Karl Nolle, MdL

Sächsische Zeitung, 17.03.2005

Milbradt zwingt CDU zum Offenbarungseid

Nach drei Krisenrunden will der Parteichef den kompletten Erfolg: Ein klares Votum der Basis für seinen neuen „General“.
 
Auch diesmal war wieder alles ganz anders. Traf Sachsens CDU-Chef und Ministerpräsident Georg Milbradt auf der ersten Regionalkonferenz seiner Partei in Wurzen noch auf totale Gleichgültigkeit, kam es später in Bischofswerda zu offenen Attacken seiner Kritiker, die ihn zur Aufgabe des Parteivorsitzes zwingen wollen. In Burkhardtsdorf bei Chemnitz, wo die letzte der drei Krisenrunden vor dem Sonderparteitag am 23. April stattfand, war es dann die differenzierte Kritik der Basis, die überraschte.
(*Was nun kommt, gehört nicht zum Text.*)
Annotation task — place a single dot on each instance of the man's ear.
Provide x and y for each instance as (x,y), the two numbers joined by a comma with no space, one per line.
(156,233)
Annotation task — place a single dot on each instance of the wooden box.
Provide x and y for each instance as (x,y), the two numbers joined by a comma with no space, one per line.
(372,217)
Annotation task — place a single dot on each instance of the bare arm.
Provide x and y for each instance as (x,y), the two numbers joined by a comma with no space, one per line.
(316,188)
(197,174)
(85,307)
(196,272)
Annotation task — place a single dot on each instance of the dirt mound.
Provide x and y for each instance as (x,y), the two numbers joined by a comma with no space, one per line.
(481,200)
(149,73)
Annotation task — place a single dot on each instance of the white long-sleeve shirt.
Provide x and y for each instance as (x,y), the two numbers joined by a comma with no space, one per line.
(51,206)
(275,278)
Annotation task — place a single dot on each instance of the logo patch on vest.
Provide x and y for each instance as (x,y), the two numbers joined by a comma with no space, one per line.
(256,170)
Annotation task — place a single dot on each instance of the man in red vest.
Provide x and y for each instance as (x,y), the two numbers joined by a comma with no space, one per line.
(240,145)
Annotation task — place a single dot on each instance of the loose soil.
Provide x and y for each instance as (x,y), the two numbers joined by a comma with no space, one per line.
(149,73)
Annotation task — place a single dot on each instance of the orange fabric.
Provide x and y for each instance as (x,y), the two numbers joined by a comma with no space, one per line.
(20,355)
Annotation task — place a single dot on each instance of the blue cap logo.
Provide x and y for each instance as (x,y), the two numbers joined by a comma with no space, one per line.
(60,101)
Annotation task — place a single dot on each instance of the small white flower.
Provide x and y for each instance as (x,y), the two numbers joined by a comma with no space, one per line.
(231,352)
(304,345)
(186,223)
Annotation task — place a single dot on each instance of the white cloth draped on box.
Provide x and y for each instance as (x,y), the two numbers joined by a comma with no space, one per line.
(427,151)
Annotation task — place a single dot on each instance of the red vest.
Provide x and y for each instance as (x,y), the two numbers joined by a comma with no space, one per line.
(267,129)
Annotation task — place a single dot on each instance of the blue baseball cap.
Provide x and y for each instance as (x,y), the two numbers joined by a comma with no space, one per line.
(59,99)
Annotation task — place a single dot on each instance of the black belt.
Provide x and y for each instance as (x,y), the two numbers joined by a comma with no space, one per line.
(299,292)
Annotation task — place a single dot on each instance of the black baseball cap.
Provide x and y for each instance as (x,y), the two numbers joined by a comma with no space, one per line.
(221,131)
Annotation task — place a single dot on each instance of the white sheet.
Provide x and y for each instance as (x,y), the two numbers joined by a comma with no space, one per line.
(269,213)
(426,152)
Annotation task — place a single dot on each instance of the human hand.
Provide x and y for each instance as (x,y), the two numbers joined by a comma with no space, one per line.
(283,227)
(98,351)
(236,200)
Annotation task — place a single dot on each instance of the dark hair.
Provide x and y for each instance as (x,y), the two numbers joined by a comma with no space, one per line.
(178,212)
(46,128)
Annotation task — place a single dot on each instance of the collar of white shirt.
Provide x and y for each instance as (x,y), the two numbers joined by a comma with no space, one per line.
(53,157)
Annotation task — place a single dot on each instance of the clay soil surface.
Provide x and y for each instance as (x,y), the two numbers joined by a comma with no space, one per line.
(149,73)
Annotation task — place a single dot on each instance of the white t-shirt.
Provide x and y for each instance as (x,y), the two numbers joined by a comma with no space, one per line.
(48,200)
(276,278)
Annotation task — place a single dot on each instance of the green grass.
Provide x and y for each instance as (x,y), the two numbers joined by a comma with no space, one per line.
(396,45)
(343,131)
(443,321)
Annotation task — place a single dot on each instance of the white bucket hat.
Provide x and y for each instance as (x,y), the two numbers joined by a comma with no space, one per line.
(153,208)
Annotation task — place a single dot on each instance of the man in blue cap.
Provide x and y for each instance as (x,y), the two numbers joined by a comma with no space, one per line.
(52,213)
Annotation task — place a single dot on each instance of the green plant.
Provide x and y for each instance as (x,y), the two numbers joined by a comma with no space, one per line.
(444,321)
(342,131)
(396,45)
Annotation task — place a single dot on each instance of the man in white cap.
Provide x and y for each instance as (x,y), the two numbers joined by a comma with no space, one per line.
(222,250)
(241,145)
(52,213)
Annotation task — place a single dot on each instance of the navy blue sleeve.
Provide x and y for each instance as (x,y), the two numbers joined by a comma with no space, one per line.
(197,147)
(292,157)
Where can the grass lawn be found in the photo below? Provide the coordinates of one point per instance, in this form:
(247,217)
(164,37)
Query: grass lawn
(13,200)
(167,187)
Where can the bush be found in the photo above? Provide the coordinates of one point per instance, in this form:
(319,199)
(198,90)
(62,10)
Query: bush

Zwar wurde auch in der Zwönitztalhalle laut und deutlich geschimpft. Über die verlorene Landtagswahl, die Zwänge der Koalition, bei der die Lasten zu Ungunsten der CDU und zum Vorteil der SPD verteilt seien, und immer wieder über die unpopulären Schulschließungen. Milbradt selbst stand dabei aber nur einmal im Visier. Peter Jahr, Bundestagsabgeordneter und CDU-Kreischef in Mittweida, bestand erneut auf einer Ämtertrennung, obwohl inzwischen klar ist, dass sich dafür auf dem Sonderparteitag kaum eine Mehrheit finden dürfte. Nachdem sich Milbradt mit Erfolg gegen eine solche Lösung ausgesprochen hat, rücken sogar Jahr-Mitstreiter wie Ex-Wirtschaftsminister Martin Gillo von ihrer eigenen Idee ab. Ans Pult ging Gillo erst gar nicht. Begründung: Wenn Milbradt auf dem Parteiamt bestehe, müsse man es ihm eben lassen.

Milbradt selbst hatte in dem Moment schon vorgelegt: Um die Erneuerung der Sachsen-CDU nach der schweren Wahlschlappe abzuschließen, sei noch ein letzter Vertrauensbeweis nötig. Der Parteichef forderte die Basis auf, nun auf dem Sonderparteitag seinem Vorschlag zu folgen und den 29-jährigen Michael Kretschmer zum neuen CDU-Generalsekretär zu wählen – und das „mit großer Mehrheit“. Offenbar fühlt sich Milbradt nach den Regionalkonferenzen stark genug, um diesen Stimmungstest in eigener Sache erfolgreich zu bestehen.

Helfen könnte ihm dabei der Umstand, dass Kretschmer, der für die CDU im Bundestag sitzt, aus Görlitz stammt. Denn erstmals gab es in Burkhardtsdorf auch eine unerwartet deutliche Kritik an Milbradts bisheriger Personalpolitik als Regierungschef. „Die Personalsuche im Westen für Posten in der sächsischen Verwaltung sollte beendet werden. Wir können jedes Amt auch aus unseren Reihen besetzen“, forderte der Bundestagsabgeordnete Marco Wanderwitz aus Stollberg. Dafür gab es an dem Abend den längsten und heftigsten Applaus. Premier Milbradt, dessen nach der Landtagswahl neu rekrutierten CDU-Minister und Staatssekretäre allesamt eine West-Vita haben, sollte das nachdenklich stimmen. Offenbar bekennt sich die Sachsen-CDU gerade zu einem seit langem schwelenden Reizthema.